Panama, that is colorful birds with garish whistling tones. Panama, that is shameless extortion by immigration officials, high canal fees, latent criminality. Gladly I left, never to come back. But for three weeks I was happy to be in Panama.
“Who is your agent?” is the standard question in the marina. No normal traveler, the common sense goes, can make all the calls, receive officials, make transfers, rent round fenders and 40 meters of lines, round up four linehandlers….
With 3000 dollars through Colon
I don’t have an agent. My hair bristles at having my trip organized by other people. I want to travel individually. Need my own fenders and lines, want to find the linehandlers myself that the canal dictates. Already without an agent the costs for the canal are astronomical. I have to deposit 3060 dollars in cash at the Citybank of Colon – in the port area of a criminal hotspot.
The Citybank has no ATM. The machine in the neighboring bank gives no more than $250 per transfer, plus fees of $6.50. Each transfer sounds such loud buzzes that all the customers, bank employees and armed Securitas in the bank look to see what I’m doing. Back at Citibank, a bundle of banknotes as wide as a hamburger in my hand, the clerk cancels the deposit and wants me to come back on Monday. A phone number would not answer. I say “no” and make my most annoyed face. In the end it works. On the ship I notice that a hundred dollars are missing. Is that why the official gave me such a friendly farewell?
Oscar, the engine mechanic’s apprentice, feels like going through the canal. He wants to ask three buddies to be linehandlers. I promise him free food, drink and $50 each. The day before the crossing, the canal authority announces the departure time: 4:00 am. Oscar doesn’t back down, I relax. My new pier neighbors, Uschi and Albert, are also up for the canal. With the Advisor, a kind of pilot, we are seven people on board.
The crossing of the canal is very cool. The Webcam picture shows Reykja as the left vessel. See video sometime.
With bunkered vessel into the Pacific
At anchor in Panama City, on the other side of the canal, my journey has changed fundamentally. Now I can’t go back. Ahead of me lies the Pacific, its swells rising and falling. The ship is fully bunkered, water, fuel, canned goods. Marinette asks on Skype if today is the last time she will see me.

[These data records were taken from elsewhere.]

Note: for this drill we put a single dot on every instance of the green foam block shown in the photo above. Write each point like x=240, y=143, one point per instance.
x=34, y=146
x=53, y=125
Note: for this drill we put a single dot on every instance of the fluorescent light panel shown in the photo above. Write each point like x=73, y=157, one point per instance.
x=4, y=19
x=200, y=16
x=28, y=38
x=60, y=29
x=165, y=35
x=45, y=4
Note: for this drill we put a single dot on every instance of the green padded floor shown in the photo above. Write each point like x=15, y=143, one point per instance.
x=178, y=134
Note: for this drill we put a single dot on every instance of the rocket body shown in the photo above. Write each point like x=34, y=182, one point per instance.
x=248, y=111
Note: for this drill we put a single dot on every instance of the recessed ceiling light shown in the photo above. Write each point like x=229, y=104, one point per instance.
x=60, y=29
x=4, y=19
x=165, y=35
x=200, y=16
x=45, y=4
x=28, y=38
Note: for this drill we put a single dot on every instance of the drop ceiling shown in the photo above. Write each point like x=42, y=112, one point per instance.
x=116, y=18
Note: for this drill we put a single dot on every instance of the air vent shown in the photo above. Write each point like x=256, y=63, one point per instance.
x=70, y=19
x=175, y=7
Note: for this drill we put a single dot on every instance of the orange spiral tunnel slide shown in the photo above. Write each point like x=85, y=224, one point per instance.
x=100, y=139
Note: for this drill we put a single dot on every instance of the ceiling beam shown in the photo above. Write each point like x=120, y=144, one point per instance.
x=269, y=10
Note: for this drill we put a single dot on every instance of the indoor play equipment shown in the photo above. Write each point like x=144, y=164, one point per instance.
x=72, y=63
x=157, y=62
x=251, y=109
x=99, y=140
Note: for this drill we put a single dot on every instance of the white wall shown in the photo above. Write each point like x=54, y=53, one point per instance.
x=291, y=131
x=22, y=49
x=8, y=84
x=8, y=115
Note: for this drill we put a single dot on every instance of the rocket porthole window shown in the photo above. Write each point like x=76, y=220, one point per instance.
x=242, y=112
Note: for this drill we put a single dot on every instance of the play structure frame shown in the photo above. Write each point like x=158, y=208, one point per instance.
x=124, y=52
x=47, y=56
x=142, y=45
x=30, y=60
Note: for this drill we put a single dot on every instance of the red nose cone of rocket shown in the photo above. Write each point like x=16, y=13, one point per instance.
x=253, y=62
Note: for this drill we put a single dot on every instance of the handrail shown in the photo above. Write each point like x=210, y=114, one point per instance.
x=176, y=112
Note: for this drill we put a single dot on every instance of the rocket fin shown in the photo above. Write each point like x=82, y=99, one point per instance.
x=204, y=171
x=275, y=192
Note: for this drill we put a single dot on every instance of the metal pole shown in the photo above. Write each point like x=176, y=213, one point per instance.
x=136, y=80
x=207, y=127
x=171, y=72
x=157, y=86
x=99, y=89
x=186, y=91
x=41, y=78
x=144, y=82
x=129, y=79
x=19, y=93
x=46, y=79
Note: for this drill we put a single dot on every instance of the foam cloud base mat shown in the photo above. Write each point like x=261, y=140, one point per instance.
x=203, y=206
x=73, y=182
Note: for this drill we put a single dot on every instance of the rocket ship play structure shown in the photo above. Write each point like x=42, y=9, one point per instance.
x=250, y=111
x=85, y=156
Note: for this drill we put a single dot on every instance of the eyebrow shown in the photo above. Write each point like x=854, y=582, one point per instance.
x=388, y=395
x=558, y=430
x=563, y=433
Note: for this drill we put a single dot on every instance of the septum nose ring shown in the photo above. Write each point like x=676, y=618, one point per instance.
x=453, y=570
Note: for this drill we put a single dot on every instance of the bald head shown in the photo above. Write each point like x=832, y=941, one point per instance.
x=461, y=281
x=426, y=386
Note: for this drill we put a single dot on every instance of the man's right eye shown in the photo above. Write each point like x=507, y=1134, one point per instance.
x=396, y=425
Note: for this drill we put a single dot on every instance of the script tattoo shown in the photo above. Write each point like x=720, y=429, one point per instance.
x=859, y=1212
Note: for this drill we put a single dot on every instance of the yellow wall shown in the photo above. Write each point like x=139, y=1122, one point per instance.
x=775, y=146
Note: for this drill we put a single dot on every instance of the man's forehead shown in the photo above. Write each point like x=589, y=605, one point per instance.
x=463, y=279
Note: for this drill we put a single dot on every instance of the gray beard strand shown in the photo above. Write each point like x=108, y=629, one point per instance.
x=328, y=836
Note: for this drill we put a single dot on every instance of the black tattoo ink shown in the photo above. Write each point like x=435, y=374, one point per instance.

I ask my way to the immigration office. The officer charges a port tax of $105.70 and a cruising permit for $185. I am totally extinguished. I don’t want to sail Panama, I want to get out. He shrugs his shoulders. Snorting with rage, I leave his office and go to the ATM. 250 dollars per transfer, plus 6.50 fee… When I return, the official “waives” the fee for the Cruising Permit. I give him six twenty dollar bills with the idea that he will change them. He pockets them and smiles at me. That’s it.